Gue melongo. Masalah gue hari ini benar-benar paket komplit. Gue ini lagi males ngapa-ngapain. Apalagi sekarang ngerjain tugas banyak banget, waktunya tinggal dikit, bisa pecah otak gue.

Dengan malas, gue mengambil buku paket beserta buku tulisnya dari dalam tas. Lalu mulai membuka halaman yang ditunjukan Irsyad tadi. Dan hasilnya mengecewakan, tugasnya banyak banget, beranak bercucu lagi. Sejenak gue menghela napas kasar, tapi tetap aja gue kerjain walau sedikit malas karena gue gak mau jadi santapannya Bu Titin minggu depan.
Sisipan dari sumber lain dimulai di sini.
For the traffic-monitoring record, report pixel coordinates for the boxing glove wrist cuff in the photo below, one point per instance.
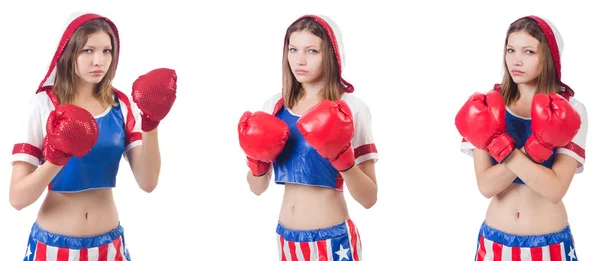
(258, 168)
(501, 147)
(344, 161)
(536, 150)
(148, 124)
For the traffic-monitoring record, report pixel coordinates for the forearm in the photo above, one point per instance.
(494, 180)
(362, 188)
(29, 188)
(149, 167)
(258, 185)
(542, 180)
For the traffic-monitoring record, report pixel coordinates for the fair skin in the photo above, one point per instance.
(89, 212)
(535, 208)
(308, 207)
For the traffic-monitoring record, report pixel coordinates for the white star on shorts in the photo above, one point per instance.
(343, 253)
(28, 253)
(572, 254)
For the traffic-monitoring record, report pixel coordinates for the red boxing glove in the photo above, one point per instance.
(262, 137)
(71, 131)
(154, 93)
(554, 123)
(482, 122)
(328, 127)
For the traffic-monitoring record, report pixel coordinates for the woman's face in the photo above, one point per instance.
(305, 56)
(95, 58)
(522, 57)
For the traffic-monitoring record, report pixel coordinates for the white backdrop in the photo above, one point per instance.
(414, 65)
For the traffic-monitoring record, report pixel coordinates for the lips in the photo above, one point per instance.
(298, 71)
(517, 72)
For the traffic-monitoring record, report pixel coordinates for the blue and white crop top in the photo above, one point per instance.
(118, 131)
(299, 163)
(519, 129)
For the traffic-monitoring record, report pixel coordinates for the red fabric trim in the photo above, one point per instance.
(130, 136)
(29, 149)
(572, 146)
(364, 150)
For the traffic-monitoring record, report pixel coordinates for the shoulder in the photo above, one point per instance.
(41, 101)
(356, 104)
(578, 106)
(269, 104)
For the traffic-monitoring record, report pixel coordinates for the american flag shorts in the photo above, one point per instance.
(495, 245)
(337, 243)
(47, 246)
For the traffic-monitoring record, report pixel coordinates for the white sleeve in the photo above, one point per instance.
(576, 148)
(133, 129)
(28, 144)
(363, 142)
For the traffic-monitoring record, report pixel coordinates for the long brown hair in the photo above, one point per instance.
(548, 81)
(292, 89)
(65, 85)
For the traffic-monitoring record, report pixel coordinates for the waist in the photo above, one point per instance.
(521, 211)
(307, 207)
(84, 213)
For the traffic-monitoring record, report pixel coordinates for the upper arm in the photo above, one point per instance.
(28, 144)
(576, 148)
(481, 161)
(564, 167)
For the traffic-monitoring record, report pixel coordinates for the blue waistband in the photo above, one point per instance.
(72, 242)
(525, 241)
(312, 235)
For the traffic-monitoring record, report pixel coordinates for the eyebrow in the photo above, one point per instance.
(310, 46)
(526, 46)
(94, 47)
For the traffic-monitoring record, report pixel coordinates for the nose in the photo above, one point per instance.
(517, 60)
(300, 58)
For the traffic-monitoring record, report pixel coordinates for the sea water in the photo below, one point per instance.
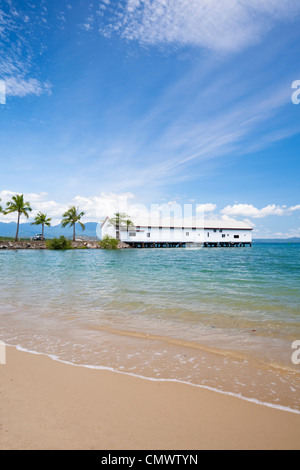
(221, 318)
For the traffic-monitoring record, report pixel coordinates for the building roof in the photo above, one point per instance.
(200, 223)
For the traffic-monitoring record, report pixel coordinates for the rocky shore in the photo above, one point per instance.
(34, 245)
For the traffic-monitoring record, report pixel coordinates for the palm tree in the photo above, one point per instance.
(18, 205)
(41, 219)
(71, 217)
"Aduh rajinnya pacar aku pake ngerjain tugas segala. Palingan si Irsyad bohong bilang dikumpulin padahal kagak. Itu mah akal-akalan dia aja supaya semua orang ngerjain," ujar Fahrul yang tiba-tiba saja duduk di samping gue, tepatnya di bangku Risca.
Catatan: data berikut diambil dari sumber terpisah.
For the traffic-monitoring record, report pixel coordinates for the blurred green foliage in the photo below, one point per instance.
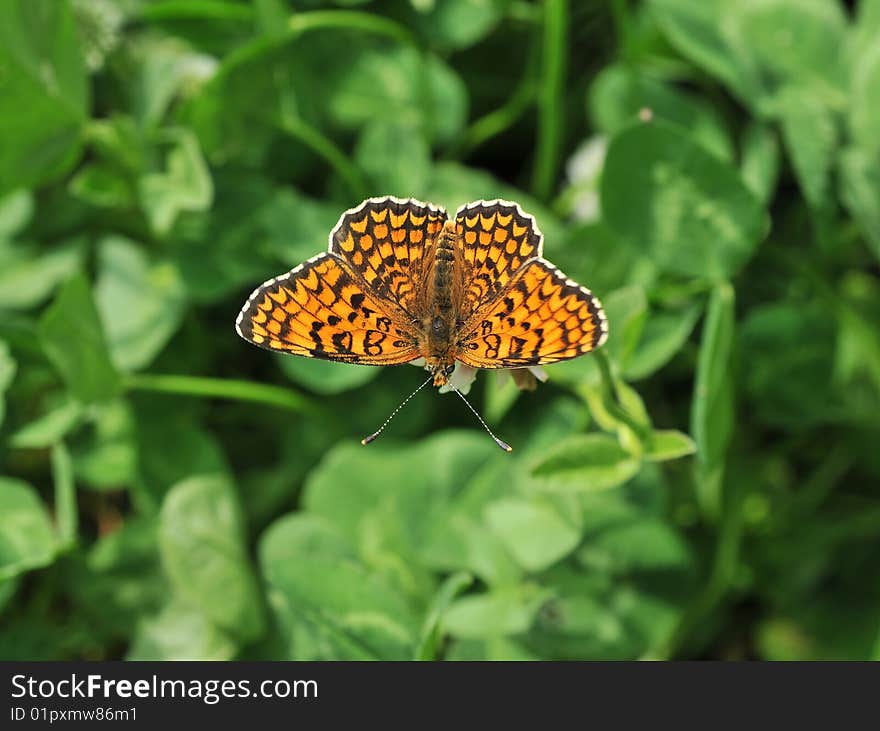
(704, 486)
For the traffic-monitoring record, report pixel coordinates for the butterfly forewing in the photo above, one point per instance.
(321, 310)
(541, 317)
(386, 244)
(495, 239)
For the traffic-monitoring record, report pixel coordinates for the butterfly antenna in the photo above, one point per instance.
(504, 445)
(375, 434)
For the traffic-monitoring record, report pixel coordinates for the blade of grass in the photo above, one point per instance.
(550, 97)
(224, 388)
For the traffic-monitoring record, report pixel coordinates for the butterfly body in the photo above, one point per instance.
(403, 281)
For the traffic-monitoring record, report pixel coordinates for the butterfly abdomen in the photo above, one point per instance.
(441, 316)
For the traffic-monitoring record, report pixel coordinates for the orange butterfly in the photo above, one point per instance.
(400, 281)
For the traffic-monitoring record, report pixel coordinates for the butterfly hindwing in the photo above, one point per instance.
(495, 239)
(384, 242)
(540, 317)
(321, 310)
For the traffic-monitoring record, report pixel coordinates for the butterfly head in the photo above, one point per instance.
(441, 372)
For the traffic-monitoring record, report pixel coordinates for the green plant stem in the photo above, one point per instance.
(620, 16)
(720, 578)
(225, 388)
(354, 19)
(610, 398)
(550, 97)
(498, 120)
(325, 148)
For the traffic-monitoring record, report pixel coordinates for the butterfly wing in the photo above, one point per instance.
(321, 310)
(522, 310)
(385, 243)
(495, 238)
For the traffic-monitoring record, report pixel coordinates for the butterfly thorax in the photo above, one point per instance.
(440, 317)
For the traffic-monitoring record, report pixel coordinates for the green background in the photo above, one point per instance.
(705, 486)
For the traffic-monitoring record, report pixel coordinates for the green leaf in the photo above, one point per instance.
(759, 165)
(864, 98)
(663, 335)
(586, 463)
(645, 544)
(666, 444)
(860, 192)
(508, 611)
(66, 517)
(324, 376)
(50, 428)
(678, 204)
(810, 135)
(399, 85)
(106, 457)
(536, 531)
(27, 540)
(759, 47)
(458, 24)
(72, 338)
(118, 583)
(172, 447)
(432, 629)
(202, 548)
(16, 210)
(28, 275)
(7, 373)
(181, 631)
(627, 312)
(327, 599)
(141, 302)
(395, 157)
(184, 185)
(789, 349)
(100, 185)
(44, 82)
(618, 94)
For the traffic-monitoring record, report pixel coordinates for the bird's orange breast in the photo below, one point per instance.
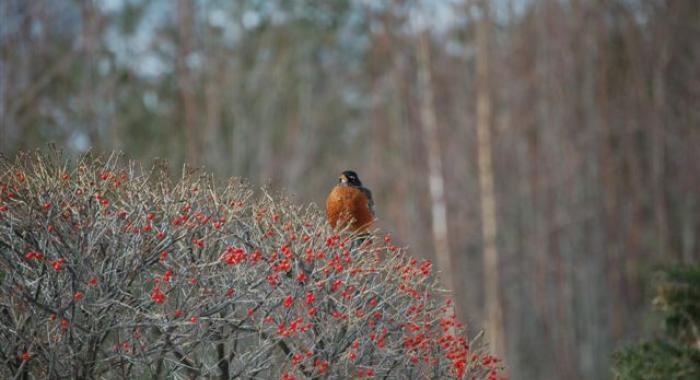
(348, 205)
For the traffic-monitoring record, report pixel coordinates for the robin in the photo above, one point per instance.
(350, 204)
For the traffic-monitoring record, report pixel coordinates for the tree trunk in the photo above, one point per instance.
(436, 181)
(185, 11)
(492, 274)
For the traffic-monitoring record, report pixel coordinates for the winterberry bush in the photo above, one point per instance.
(109, 270)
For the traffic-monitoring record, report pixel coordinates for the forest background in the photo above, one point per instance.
(546, 154)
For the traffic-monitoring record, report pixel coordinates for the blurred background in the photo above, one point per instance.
(545, 154)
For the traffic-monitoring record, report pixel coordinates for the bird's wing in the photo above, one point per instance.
(370, 201)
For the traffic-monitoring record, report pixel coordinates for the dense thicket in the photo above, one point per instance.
(595, 110)
(108, 270)
(676, 354)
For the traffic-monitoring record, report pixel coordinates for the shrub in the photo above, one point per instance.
(676, 355)
(112, 271)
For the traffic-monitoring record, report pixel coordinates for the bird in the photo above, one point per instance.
(350, 204)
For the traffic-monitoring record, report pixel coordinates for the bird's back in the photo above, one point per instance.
(349, 205)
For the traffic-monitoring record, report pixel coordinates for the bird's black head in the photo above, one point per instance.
(349, 178)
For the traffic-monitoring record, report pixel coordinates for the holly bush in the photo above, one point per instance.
(675, 355)
(110, 270)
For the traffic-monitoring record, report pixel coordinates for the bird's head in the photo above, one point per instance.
(349, 178)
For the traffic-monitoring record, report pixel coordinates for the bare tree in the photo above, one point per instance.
(492, 273)
(185, 10)
(436, 180)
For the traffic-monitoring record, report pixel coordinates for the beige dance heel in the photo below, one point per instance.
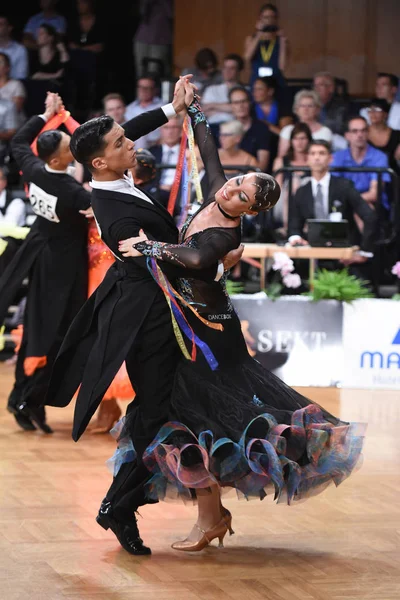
(219, 531)
(227, 518)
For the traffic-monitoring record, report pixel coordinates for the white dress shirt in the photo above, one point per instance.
(15, 213)
(125, 185)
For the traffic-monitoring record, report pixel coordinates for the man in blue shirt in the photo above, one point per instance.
(361, 154)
"Ih diem deh. Mending kamu ngerjain. Dua minggu lagi UN loh," ujar gue berusaha membujuk Fahrul supaya mengerjakan tugas.

"UN gak usah dibikin pusing, bikin santai aja," jawab Fahrul sambil mengacak-acak rambut gue.

"Ih kamu mau sampai gini mulu? Jangan nganggep remeh sama nilai," kata gue sambil nerusin ngerjain soal yang ada dalam buku paket.

"Bukan nganggep remeh. Orang soal UN pilihan ganda semua. Tinggal pilih salah satu aja. Kalau bimbang sama jawabannya tinggal hitung kancing atau kocok ala arisan. Kalau jawabannya bener semua, itu sebuah keberuntungan," cerocos Fahrul panjang lebar sambil mata yang terus tertuju pada tulisan gue.

"Terserah," cibir gue.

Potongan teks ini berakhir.